Los agentes subieron a la plataforma trasera. Dos miembros del equipo retiraron cuidadosamente la tapa de la caja asegurándose de no dejar marcas que delataran que había sido abierta. Mientras desprendían con cuidado los tablones, de pronto se vieron rodeados de luces. Por un momento creyeron que era una emboscada, pero al fin comprendieron que las lámparas del desguace se encendían todas las noches a la misma hora.

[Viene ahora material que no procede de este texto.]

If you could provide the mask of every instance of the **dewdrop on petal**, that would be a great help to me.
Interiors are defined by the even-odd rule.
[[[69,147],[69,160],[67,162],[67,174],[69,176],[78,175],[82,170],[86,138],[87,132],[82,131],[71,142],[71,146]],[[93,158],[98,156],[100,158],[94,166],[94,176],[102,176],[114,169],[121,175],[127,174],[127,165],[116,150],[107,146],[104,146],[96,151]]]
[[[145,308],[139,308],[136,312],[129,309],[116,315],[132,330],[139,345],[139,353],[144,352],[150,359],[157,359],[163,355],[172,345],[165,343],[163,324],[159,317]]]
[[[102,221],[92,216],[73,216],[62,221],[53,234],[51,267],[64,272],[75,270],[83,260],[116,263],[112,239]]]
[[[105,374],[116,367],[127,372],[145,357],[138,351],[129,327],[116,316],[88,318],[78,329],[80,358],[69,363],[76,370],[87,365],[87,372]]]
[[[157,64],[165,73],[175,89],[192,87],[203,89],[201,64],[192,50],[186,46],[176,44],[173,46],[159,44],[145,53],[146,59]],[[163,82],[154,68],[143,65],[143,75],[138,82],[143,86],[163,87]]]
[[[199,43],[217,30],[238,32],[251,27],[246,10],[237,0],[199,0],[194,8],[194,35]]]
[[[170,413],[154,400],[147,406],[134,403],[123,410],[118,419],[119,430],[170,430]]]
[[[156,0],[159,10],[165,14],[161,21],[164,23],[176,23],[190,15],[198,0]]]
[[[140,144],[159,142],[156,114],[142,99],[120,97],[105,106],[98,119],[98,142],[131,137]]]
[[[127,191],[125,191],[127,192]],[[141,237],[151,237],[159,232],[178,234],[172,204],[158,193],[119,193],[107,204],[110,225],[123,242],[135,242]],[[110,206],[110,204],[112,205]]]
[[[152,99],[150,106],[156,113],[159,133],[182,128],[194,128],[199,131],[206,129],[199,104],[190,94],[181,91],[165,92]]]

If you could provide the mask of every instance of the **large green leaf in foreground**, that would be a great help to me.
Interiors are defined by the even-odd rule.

Una vez abierta la caja, introdujeron una escalera de mano y descendieron. En el interior tomaron fotografías de cada detalle del Lunik, de cabo a rabo. Después retiraron una ventana y se introdujeron en el vehículo, fotografiando cuanto veían. Entonces se dieron cuenta de que, para acceder a una parte del misil, tendrían que retirar un sello de plástico estampado y un alambre. De inmediato llamaron a la estación de la CIA cercana, donde el personal aseguró que podrían duplicarlo y con esa promesa, rompieron el sello… que varias horas más tarde volverían a colocar. Habían desenvuelto el regalo de Navidad y tras sacar el contenido volvieron a poner papel, cintas y moños en su lugar.
Terminaron el trabajo hacia las 4 a. m. y recogieron todo su equipo. Un auto llegó a recogerlos; los operativos lo abordaron y se alejaron. El hombre que introdujo el camión en el desguace se puso al volante y a las 5 de la mañana dejó el vehículo en un sitio previamente acordado. Allí, el conductor original se hizo cargo y entregó el camión en el patio de trenes.
Poco después apareció el mismo guardia soviético que, la noche anterior, revisara los elementos de la lista que llegaban a la estación. Firmó de recibido por el camión que transportaba el Lunik y la caja de madera fue trasladada al tren que la conduciría a la siguiente exhibición.
La inteligencia estadounidense jamás detectó indicio alguno de que los rusos se hubieran percatado del secuestro del Lunik.
Fue un gran logro para la CIA; uno que, en 1969, aún se describía orgullosamente a los reclutas para resaltar la importancia de la agencia en el programa espacial que convirtió a Neil Armstrong en el primer hombre que caminó sobre la Luna.